中には海面から飛び出ると同時に水魔法を撃ってきた魚もいたくらいだ。さすが海の魔物だと感心しただけで終わったけど。
「お詫びと言っては何ですが、一匹お譲りしますよ」
「え、いいんですか?」
港のセリ場のような広い屋根付きの空間に、そこそこ大きめの魚を一匹取り出す。サイズは十メートル弱だろうか。重さはよくわからないけど、普通に持ち運べるサイズではない。
「がははは! こんなサイズを!」
「このサイズだと捌くのも大変そうですね」
「そうですな。わし一人で捌くのも大変そうなので、人を呼んでくることにします」
なんとなく口調が変わった気がしないでもないけど、あえてツッコミはすまい。
モグノフの呼びかけで漁師が五人ほど集まってきたようだが、みんなそれぞれ驚きの声を上げている。お互いに自己紹介を済ませると、改めて釣り上げた魚へと目を向けた。
「こいつぁキングブルーテイルじゃねぇか」
どうやらこの魚の名前らしい。釣りの真っ最中のときも、釣りあげるたびにモグノフが魚の名前を教えてくれたが、まったく見たことのない異世界の魚もあってさっぱり頭に入ってきていなかった。
目元から尻尾まで、体の真ん中に青い模様が入っていて、尻尾は鮮やかな青色をした魚だ。

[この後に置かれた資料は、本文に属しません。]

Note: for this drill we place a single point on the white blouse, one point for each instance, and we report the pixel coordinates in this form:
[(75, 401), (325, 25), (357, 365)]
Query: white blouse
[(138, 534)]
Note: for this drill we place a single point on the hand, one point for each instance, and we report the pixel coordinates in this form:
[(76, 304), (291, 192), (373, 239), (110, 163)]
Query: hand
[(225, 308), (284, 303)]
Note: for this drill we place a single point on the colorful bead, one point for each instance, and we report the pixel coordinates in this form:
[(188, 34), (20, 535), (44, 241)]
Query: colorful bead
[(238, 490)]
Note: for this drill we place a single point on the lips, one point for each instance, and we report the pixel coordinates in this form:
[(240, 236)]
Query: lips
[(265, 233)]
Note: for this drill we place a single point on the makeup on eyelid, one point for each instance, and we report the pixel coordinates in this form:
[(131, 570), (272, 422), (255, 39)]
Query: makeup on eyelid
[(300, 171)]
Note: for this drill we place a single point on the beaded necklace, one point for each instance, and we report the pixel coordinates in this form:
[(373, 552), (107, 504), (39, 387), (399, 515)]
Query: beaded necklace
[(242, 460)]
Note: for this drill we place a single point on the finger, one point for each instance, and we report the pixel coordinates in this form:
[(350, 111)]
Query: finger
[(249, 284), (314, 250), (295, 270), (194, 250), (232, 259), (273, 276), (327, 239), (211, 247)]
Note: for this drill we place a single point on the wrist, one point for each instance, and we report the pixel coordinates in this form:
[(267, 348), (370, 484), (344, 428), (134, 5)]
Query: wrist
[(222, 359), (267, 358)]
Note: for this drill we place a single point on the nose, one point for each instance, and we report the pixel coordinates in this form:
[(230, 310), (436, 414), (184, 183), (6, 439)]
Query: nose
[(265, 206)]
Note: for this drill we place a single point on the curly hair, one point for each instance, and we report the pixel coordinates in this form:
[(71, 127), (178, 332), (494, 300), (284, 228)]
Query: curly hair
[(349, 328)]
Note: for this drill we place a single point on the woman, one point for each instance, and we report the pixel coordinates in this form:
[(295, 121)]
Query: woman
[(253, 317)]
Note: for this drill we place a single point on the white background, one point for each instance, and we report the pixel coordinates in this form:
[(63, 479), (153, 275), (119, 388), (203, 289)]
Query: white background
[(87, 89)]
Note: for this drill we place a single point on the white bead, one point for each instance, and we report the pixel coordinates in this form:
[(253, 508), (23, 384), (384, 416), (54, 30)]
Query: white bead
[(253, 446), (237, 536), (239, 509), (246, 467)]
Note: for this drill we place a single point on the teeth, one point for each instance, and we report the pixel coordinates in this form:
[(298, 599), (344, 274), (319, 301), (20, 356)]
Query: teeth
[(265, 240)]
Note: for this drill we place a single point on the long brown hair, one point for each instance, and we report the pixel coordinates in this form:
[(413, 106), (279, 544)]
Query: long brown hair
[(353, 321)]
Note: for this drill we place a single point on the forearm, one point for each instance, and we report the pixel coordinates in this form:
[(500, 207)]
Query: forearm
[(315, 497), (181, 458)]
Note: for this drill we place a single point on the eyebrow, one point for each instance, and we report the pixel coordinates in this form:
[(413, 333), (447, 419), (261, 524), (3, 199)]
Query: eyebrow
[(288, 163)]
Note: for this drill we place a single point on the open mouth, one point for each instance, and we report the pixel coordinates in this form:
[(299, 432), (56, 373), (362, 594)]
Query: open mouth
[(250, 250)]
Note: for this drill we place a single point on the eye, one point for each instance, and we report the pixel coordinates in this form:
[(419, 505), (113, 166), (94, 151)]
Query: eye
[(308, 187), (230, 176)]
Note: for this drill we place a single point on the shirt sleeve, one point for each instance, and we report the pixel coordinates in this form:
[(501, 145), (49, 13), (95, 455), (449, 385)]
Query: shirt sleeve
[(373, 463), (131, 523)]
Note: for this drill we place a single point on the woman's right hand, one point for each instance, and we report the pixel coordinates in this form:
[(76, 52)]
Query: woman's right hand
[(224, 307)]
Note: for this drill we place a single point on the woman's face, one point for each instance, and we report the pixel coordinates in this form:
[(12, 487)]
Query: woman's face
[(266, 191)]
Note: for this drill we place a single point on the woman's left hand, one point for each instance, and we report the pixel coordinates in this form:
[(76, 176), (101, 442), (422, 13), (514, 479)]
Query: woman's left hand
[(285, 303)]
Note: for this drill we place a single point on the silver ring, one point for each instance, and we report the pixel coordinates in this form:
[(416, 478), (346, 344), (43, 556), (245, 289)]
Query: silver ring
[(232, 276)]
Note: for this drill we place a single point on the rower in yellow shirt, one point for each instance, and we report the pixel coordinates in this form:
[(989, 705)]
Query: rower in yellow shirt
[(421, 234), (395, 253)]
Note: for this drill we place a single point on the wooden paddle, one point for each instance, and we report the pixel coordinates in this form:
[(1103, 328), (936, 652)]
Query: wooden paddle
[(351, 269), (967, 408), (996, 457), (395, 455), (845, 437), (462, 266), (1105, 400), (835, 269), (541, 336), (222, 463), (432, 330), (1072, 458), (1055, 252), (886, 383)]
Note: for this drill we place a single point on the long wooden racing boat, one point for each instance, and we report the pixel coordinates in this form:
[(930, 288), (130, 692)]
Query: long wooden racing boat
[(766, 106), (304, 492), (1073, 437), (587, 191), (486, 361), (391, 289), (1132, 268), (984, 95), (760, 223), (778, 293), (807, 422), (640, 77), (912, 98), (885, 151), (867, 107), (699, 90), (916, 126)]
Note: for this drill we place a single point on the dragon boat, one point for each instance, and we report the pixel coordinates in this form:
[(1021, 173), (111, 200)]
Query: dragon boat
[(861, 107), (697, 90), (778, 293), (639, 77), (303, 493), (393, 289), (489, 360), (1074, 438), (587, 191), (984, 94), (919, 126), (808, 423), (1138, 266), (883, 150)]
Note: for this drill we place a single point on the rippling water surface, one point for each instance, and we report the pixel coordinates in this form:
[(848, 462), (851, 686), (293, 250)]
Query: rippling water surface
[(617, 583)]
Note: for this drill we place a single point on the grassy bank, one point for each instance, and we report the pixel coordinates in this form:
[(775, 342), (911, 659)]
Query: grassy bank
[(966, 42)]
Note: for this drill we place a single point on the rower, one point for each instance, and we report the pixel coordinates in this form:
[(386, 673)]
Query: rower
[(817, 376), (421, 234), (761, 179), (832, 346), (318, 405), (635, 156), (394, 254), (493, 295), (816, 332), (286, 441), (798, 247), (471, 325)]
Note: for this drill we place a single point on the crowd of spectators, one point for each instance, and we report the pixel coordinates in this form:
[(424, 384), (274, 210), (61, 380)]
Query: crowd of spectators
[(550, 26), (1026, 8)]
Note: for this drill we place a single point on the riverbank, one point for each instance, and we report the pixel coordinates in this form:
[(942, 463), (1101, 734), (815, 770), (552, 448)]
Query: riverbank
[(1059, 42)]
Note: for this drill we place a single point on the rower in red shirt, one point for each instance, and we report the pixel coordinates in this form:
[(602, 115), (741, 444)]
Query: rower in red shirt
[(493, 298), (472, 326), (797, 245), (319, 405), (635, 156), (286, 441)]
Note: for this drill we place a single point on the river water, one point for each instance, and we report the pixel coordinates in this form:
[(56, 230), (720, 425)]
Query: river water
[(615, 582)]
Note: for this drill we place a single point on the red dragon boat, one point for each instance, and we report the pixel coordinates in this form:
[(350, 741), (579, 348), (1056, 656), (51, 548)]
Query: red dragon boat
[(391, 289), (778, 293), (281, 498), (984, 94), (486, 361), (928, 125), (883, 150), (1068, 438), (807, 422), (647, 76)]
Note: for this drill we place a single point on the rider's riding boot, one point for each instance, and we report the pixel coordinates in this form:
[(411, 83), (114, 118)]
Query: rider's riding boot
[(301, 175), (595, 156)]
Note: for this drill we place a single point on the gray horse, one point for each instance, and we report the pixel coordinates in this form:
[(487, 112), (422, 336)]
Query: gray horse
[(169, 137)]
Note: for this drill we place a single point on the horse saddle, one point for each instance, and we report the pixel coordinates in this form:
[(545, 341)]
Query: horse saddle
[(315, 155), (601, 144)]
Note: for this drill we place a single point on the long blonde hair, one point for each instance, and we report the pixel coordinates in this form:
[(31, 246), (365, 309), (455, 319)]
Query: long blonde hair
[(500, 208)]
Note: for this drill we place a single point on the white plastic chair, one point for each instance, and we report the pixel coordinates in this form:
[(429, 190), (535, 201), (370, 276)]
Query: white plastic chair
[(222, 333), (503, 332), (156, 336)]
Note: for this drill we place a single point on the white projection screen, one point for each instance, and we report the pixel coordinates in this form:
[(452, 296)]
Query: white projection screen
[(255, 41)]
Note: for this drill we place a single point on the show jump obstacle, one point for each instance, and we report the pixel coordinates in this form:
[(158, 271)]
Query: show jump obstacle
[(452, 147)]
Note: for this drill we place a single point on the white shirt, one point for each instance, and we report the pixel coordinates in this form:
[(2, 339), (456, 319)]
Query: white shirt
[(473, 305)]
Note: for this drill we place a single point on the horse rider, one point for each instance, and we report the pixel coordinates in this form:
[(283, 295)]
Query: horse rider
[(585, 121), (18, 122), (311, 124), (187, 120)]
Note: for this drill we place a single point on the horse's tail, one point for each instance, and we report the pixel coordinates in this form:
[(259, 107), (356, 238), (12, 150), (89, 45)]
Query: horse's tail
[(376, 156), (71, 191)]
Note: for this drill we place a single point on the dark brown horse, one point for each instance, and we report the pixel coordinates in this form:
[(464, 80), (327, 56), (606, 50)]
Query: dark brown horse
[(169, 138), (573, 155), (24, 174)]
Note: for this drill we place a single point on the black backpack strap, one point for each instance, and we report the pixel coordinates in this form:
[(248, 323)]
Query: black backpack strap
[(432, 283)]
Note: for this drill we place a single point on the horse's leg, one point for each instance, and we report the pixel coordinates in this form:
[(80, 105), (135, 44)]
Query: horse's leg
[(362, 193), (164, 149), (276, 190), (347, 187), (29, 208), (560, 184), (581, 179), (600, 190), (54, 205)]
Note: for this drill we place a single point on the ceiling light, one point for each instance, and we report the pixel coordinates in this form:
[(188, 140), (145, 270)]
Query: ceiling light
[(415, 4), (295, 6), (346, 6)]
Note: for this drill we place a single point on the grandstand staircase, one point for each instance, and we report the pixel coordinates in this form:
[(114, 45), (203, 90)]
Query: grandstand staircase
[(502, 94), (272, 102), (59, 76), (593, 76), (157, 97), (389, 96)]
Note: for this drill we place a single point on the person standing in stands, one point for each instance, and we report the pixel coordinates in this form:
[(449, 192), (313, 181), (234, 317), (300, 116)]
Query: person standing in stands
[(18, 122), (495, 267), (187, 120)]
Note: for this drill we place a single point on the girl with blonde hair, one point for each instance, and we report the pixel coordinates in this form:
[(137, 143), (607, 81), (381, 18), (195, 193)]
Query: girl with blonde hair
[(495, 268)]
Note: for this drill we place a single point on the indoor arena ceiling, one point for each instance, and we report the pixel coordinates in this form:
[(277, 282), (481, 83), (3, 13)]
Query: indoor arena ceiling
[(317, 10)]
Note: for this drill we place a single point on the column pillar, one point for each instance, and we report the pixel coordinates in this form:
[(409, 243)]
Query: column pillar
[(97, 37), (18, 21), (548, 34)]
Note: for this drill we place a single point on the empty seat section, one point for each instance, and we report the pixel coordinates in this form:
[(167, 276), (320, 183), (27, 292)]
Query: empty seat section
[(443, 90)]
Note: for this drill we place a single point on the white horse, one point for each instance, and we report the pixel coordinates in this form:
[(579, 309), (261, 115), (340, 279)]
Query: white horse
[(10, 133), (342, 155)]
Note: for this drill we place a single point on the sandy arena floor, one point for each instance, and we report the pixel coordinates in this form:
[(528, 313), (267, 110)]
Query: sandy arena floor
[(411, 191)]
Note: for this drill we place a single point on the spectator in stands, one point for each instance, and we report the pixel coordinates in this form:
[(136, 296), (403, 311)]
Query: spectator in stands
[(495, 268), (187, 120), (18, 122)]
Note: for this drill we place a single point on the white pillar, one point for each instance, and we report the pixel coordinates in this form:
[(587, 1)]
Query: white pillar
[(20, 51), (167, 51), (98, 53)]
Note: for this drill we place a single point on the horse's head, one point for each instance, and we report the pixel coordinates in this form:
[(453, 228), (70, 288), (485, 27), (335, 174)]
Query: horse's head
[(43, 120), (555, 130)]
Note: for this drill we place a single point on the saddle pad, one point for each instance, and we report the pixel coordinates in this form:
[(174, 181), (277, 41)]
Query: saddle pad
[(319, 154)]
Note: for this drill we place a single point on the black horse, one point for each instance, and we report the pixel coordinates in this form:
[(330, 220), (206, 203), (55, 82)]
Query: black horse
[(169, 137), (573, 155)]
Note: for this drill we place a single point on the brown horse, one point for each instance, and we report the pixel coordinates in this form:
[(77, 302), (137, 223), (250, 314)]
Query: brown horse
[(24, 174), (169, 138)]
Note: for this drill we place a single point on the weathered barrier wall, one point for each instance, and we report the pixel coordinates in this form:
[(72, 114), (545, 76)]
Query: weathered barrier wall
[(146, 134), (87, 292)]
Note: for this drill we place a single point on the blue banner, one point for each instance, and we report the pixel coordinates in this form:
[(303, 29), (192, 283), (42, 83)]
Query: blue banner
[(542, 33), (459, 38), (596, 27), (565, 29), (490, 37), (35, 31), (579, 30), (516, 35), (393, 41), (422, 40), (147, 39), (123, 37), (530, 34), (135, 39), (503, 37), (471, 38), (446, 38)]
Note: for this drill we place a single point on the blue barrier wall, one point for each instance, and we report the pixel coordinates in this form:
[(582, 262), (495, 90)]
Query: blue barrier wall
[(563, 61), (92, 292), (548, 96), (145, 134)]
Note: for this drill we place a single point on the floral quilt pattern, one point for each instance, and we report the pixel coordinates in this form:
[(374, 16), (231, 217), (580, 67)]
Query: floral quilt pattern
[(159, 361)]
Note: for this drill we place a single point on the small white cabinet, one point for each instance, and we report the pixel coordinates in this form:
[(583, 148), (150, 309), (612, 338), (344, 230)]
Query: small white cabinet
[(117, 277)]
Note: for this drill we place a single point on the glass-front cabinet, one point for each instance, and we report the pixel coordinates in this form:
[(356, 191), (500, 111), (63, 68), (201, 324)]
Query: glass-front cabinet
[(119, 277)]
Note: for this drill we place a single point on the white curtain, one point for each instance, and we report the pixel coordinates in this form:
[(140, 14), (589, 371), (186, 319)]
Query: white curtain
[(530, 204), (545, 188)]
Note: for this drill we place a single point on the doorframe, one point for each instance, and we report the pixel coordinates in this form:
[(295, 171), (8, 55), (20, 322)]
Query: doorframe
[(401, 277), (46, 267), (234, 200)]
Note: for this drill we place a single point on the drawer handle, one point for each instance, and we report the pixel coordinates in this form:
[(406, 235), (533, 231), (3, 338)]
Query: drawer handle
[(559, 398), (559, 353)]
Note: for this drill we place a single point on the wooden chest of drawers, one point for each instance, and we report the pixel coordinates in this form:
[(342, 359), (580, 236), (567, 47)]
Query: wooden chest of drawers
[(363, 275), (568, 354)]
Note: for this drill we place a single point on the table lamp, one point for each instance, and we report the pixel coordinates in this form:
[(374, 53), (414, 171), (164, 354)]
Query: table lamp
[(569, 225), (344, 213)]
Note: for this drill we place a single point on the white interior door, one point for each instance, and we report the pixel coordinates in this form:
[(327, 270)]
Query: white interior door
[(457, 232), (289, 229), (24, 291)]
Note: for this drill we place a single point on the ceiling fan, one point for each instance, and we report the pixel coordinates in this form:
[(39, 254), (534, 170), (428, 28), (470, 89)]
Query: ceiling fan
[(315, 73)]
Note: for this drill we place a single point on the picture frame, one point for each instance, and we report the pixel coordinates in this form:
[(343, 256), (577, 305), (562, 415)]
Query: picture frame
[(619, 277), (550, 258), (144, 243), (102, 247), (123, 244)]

「このサイズだと……、一匹で五千万フロンは軽く超えそうだな」
おぉ、なかなかのお値段しますね。ってか今日はそんな巨大魚を何匹釣ったんだろうか。莉緒と二人で五十匹は釣り上げた気がするけど……、まぁ気にしないでおくか。
「どっちにしろ、早く解体しちまおうぜ」
「じゃあ俺たちも横で一緒に解体しますね」
大物の解体方法はタダで教えてもらえる約束だったので、ついでにここで教えてもらうことにしたのだ。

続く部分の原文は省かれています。